Говорят, что Сократ требовал суда народа, а потом — цикуты. Но ему присудили пожизненное заключение.
Старый одесский трамвай
Дребезжит, рассыпается старый трамвай. Так он спешит. Так я спешу. Я спешу к тебе на лихом скакуне. Дрожа и подпрыгивая на рельсах, трамвай уносится в синюю мглу. А ты сидишь в далекой гостинице и изящно погружаешь руку в завитые кольца совсем русых волос. И когда ты поднимаешь худую, шоколадную от солнца руку — на пальцах змейками вьются-искрятся два недорогих кольца — это я подарил тебе. Люди нависают над тобой каменными глыбами, они бесконечно приезжают и не исчезают никогда. Сначала казалось тебе: они приезжают к тебе. Теперь ты пугаешься — зачем их так много приезжает, сидели бы дома. Зачем тебе читать их унылые анкеты: приехал... родился... Однажды их восторженно-ожидающие взгляды упираются в тебя, и они понимают: ты — прекрасна. Потом они забывают об этом, препираясь из-за места в гостинице, потом вспоминают снова. Тебя раздражают их слова, а взгляды, может быть, льстят.

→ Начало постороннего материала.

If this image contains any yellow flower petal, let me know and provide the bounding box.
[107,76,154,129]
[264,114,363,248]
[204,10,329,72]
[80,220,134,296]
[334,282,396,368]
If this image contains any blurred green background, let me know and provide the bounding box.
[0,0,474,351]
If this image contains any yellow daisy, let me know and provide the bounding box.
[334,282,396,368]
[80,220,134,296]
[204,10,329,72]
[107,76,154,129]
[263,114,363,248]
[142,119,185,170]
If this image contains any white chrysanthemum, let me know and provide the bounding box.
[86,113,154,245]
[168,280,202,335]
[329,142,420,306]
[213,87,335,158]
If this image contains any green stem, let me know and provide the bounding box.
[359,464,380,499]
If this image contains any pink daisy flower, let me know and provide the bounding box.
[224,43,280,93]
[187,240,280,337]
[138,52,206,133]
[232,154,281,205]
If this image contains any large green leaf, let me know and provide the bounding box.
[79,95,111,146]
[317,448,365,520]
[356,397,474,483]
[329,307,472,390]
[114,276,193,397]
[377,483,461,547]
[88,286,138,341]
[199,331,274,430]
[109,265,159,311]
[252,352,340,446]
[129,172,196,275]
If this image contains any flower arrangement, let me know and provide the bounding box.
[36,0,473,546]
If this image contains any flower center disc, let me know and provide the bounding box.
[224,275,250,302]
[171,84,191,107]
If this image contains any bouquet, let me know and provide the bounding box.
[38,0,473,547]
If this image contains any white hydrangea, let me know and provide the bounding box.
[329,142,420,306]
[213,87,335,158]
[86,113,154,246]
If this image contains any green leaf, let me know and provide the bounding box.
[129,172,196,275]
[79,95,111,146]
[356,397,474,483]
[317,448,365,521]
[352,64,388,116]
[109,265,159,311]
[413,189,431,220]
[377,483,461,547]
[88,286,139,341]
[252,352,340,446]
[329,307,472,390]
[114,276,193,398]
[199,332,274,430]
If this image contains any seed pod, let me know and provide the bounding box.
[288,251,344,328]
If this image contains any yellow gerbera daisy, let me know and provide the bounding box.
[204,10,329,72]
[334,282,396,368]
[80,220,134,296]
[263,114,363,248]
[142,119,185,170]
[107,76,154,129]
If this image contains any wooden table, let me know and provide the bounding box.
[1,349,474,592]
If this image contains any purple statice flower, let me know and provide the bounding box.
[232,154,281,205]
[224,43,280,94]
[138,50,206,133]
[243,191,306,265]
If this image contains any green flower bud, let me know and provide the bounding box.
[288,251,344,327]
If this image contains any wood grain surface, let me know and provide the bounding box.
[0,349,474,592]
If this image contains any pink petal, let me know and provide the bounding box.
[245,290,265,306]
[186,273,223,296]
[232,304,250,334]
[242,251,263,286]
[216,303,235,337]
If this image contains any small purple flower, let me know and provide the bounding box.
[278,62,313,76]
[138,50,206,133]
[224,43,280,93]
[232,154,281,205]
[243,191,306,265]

А мой трамвай уже на последнем издыхании. Он скачет изо всех сил. Изъеденное старостью кресло гарцует подо мной, как повидавшее виды седло. Я спешу к тебе. Я слышу, как стучат по крыше спелые жарко-коричневые каштаны. Я вижу огни твоей гостиницы. О, тревожный миг свидания. Я соскакиваю с коня. Уносится дальше, дребезжа и стеная, старый одесский трамвай.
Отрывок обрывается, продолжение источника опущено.